Teachers started the day with a panel discussion between military parents and school district staff. One parent shared that by the time her son was ready to graduate high school, they had moved 9 times. These transitions are one of the biggest challenges military-connected students face. Moving schools means integrating into a new school culture. It means that different state standards and requirements may delay academic progress. It means, as one parent shared, that key pieces to a child’s education–like learning the branches of government–can fall through the cracks. A parent’s deployment is equally challenging. Another panelist shared, “Deployment affects the whole family.” “Our children are deploying as well.”
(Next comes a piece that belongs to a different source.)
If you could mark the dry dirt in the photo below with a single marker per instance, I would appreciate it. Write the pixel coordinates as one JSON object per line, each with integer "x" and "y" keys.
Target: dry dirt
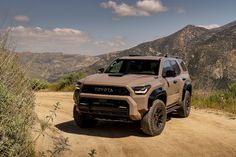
{"x": 201, "y": 134}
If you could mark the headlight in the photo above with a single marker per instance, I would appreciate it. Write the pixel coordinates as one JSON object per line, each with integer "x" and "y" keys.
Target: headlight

After the panel, our educators met Colonel Bingham, the base commander. They met Champa Boom, the base mascot. They toured the base. They talked with a young pilot and her crew. They walked the flight line and climbed into the cockpit of a KC-137. They learned that our military community, and the base itself, is a place full of opportunities for service members, civilians, and students. They gathered new resources and ideas for how to support military students when they return back to their school communities. We all learned that our military families, including the little ones, know and embody civic values and civic responsibility.

The goal of the day was to foster awareness across our military and school communities. Everyone left empowered and excited to keep building connections and opportunities on behalf of our students and civics education. It was a mission well accomplished!

Written by Frank Anderson

Frank Anderson is the director of special projects at iCivics and the program director for the Civics, Service, and Leadership program. Frank works with educators from across the country to connect them to civics education resources and to help students build a service mindset and leadership skills within the classroom. Before iCivics, Frank taught in alternative education in Baltimore and managed education programming for students involved with the juvenile justice system.

The Civics, Service, and Leadership (iCSL) program aims to prepare students exploring careers in military and public service with high-quality civic learning experiences that build critical thinking, media literacy, civility, civic knowledge and participation, and service. iCSL is sponsored by DoDSTEM, the National Defense Education Program.